As described above, according to the edge detection method according to the present invention, not a simple difference between adjacent pixels but a simple difference between adjacent pixels, but a difference before and after a certain pixel. After calculating the sum of the luminance signal levels of a predetermined width (n pixels), the difference between the sum of the front luminance signal level and the sum of the rear luminance signal levels is calculated, and the point having the maximum value is determined.
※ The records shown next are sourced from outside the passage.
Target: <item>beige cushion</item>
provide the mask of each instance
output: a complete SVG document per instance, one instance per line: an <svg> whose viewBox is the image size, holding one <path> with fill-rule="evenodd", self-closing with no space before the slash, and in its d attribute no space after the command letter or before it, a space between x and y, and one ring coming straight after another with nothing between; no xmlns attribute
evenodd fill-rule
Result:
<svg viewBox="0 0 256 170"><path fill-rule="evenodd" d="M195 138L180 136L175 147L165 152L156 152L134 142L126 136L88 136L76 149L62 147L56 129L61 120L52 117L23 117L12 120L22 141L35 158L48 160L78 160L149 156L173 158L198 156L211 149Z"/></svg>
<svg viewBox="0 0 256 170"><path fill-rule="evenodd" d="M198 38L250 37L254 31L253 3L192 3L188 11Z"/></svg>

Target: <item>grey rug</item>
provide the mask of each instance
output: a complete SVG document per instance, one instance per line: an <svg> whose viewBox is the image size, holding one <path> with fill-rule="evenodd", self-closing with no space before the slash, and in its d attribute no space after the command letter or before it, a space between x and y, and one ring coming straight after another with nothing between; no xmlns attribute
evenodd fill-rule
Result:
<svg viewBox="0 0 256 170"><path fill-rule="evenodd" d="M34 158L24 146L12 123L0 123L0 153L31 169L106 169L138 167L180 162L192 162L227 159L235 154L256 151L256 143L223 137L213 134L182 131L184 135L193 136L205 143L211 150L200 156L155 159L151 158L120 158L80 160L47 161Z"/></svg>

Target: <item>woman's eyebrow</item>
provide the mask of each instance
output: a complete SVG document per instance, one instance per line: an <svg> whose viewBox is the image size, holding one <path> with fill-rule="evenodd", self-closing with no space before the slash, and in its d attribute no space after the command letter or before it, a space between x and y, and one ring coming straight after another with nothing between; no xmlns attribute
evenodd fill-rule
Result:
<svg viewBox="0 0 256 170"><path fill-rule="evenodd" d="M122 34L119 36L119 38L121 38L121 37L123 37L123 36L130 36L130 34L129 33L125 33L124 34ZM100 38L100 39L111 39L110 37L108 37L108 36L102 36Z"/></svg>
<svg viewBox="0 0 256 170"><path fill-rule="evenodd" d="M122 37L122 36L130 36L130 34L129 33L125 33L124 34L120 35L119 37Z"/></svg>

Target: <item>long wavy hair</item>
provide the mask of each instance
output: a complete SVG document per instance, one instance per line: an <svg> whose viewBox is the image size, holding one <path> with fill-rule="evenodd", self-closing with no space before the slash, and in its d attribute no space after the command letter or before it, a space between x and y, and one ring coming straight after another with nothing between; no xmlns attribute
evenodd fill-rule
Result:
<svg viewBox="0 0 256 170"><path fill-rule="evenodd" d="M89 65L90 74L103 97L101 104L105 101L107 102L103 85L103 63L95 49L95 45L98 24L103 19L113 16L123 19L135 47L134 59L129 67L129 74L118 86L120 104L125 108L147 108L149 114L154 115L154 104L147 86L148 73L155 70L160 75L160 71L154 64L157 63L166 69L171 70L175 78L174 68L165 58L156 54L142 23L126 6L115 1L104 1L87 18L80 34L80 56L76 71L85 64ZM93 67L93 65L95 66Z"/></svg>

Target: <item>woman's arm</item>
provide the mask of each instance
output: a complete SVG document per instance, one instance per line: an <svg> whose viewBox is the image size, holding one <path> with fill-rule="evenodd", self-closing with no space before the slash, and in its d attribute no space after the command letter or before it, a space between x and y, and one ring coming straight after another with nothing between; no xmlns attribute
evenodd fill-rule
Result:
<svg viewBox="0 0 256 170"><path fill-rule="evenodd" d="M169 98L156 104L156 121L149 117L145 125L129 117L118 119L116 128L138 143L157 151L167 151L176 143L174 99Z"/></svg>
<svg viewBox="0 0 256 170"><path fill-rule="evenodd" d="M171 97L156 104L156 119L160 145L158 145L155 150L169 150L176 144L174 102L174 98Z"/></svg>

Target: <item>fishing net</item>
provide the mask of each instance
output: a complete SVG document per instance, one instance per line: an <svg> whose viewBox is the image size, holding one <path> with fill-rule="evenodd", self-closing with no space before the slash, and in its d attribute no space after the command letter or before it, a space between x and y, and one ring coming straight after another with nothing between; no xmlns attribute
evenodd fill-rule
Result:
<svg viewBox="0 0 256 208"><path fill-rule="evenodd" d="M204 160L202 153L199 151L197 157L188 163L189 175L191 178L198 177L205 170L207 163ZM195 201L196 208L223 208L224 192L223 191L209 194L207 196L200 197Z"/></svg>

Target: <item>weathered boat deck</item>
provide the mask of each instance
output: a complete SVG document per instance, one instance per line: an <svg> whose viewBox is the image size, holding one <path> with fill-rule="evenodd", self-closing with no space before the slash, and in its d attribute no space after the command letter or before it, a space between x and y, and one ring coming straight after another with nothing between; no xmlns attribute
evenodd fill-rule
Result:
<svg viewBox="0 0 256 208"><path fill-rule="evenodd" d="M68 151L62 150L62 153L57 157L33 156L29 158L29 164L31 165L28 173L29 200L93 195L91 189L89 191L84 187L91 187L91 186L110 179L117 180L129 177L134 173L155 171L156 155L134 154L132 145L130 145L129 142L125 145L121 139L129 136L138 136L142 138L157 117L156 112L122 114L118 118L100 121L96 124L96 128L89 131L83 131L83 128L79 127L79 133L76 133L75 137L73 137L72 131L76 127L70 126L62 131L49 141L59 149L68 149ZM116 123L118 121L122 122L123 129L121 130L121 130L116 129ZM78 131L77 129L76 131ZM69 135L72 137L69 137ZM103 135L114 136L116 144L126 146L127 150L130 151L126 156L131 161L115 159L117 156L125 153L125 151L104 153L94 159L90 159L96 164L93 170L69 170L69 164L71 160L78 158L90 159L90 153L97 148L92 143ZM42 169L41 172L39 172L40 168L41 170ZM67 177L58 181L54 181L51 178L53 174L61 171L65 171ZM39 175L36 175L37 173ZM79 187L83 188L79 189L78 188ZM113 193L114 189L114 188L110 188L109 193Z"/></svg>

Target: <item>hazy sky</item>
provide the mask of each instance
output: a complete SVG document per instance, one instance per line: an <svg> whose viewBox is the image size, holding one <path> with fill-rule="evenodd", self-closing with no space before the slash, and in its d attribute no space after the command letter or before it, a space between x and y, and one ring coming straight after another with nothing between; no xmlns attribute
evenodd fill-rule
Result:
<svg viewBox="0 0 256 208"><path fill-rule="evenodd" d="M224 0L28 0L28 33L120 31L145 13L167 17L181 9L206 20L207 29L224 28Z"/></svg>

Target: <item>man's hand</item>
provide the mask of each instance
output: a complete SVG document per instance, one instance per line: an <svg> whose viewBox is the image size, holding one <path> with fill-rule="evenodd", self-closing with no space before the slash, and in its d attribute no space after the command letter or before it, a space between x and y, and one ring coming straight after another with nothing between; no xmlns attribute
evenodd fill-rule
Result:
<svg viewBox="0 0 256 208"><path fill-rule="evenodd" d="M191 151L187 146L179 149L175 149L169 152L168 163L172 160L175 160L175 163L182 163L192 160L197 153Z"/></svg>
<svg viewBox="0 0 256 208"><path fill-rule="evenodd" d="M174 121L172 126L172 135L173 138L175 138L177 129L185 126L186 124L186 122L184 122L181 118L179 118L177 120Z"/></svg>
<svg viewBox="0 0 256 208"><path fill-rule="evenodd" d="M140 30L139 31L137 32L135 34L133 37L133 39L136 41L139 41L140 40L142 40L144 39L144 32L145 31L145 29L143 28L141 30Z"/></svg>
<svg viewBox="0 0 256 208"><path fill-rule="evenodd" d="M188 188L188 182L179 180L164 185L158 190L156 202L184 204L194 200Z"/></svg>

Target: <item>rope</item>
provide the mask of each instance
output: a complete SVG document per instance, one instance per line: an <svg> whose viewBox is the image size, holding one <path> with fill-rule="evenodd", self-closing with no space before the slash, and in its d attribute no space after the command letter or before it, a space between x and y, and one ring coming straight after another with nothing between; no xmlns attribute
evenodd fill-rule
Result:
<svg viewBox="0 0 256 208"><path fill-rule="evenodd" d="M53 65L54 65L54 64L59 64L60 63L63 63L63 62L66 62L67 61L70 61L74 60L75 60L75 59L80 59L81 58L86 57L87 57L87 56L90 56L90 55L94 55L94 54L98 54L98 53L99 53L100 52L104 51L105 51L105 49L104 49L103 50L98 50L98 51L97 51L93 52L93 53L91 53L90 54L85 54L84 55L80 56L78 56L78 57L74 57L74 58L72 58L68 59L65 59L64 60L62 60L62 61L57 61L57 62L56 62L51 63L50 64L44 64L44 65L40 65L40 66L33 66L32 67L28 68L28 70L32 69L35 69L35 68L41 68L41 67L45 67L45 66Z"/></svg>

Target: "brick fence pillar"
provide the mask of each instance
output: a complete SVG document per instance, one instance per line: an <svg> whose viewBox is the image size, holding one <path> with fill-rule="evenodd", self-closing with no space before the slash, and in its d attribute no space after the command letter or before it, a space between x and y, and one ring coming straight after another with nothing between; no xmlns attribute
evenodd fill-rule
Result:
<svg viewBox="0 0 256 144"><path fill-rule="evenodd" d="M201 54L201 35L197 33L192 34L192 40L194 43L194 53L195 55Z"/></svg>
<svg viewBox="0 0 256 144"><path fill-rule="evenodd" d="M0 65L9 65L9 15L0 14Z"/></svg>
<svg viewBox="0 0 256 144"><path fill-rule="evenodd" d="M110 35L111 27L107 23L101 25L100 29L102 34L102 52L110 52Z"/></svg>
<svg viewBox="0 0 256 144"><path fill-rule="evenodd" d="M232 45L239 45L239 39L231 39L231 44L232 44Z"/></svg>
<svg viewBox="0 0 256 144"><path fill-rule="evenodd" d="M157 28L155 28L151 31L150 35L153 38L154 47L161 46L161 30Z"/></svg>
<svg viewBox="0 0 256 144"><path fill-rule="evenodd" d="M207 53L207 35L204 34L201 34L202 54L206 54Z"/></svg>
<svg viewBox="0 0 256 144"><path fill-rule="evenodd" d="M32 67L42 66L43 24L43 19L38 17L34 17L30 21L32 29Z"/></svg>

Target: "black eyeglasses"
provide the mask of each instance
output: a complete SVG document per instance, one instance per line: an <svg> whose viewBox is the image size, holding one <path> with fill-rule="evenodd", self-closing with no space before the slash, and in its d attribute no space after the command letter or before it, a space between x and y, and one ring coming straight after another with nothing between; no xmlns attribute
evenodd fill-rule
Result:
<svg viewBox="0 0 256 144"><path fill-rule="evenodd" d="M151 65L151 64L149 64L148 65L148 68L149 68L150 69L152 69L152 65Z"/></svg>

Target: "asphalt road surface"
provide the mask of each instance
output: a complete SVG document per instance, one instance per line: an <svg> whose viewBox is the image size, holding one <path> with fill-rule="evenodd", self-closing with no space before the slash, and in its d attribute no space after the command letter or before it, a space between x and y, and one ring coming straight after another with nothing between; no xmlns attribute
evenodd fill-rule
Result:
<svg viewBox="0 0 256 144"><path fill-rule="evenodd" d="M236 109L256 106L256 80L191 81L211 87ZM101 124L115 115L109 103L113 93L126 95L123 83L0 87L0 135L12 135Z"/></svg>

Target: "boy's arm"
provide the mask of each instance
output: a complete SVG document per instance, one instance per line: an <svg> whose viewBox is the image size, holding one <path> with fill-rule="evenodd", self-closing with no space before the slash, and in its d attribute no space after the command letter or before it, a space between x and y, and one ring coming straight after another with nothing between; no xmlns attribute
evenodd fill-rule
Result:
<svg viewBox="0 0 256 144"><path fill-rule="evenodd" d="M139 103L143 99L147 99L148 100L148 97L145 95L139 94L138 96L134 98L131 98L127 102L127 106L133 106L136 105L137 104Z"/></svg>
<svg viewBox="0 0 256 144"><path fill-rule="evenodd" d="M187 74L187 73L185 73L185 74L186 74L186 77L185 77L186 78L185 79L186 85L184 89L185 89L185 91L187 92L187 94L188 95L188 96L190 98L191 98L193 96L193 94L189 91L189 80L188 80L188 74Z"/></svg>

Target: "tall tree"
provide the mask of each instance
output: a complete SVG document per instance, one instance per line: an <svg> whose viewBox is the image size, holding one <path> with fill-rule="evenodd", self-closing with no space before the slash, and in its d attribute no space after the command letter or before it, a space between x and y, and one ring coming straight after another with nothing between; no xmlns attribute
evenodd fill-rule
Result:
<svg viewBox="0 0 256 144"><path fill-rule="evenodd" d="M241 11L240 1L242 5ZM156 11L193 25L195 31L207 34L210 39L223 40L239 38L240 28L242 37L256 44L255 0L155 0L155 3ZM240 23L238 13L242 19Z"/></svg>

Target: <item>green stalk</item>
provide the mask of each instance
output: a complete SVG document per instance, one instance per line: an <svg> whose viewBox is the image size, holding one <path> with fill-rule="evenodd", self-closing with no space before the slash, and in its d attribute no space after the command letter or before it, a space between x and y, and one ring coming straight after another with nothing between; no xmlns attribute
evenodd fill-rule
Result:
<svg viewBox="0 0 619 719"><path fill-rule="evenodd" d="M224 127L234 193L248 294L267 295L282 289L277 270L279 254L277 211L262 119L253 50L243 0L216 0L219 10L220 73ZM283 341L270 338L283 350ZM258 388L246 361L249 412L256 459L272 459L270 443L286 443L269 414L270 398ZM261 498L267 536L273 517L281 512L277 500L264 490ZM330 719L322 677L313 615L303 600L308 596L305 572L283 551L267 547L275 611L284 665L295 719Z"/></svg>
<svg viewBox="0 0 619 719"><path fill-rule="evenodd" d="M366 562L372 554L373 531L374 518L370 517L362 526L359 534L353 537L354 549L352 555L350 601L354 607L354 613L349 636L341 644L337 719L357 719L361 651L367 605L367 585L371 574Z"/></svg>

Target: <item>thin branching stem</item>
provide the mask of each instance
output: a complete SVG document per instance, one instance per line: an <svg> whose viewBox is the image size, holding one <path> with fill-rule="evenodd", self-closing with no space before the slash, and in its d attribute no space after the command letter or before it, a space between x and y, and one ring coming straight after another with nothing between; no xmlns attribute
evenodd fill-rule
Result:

By setting the edge position of the object, the edge position of the object can be easily and reliably detected even when the difference between the luminance signal level of the edge of the object and its surroundings is small, and the recognition shape of the object And the reliability of each measured dimension is improved.

[Brief description of the drawings]

FIG. 1 is a perspective view illustrating a configuration of an image input device and an image processing device to which the present invention has been applied.

FIG. 2 is a plan view of the thick slab of FIG. 1;

FIG. 3 is a flowchart showing a procedure for detecting an edge of the thick plate slab of FIG. 1;

FIG. 4 is an explanatory diagram showing calculation results.

[Explanation of symbols]

 DESCRIPTION OF SYMBOLS 1 Conveyance roll 2 Thick plate slab 3 Camera device 4 Image processing device 5 Drive motor 6 Rocking plate 7 Camera body 8 Lens unit

──────────────────────────────────────────────────続 き Continued on the front page (72) Inventor Fuminori Nakano 46-59, Nakahara, Tobata-ku, Kitakyushu Nippon Steel Corporation Machinery & Plant Division (56) References JP-A-56-4003 (JP, A) JP, A 60-6806 (JP, A) (58) Fields investigated (Int. Cl. ⁶ , DB name) G01B 11/00

Claims (2)

(57) [Claims] 1. A method for detecting an edge of an object from a one-dimensional image including the object, comprising: obtaining a sum or an integral value of luminance signal levels of a predetermined width before and after each point along a scanning direction; A difference between the sum or integral value of the luminance signal level of the predetermined width and the sum or integral value of the luminance signal level of the rear predetermined width is determined, and a point where the difference is maximum is set as an edge position of the object. Edge detection method to be featured. 2. The edge detection method according to claim 1, wherein the predetermined width is changed according to an average luminance signal level of the object.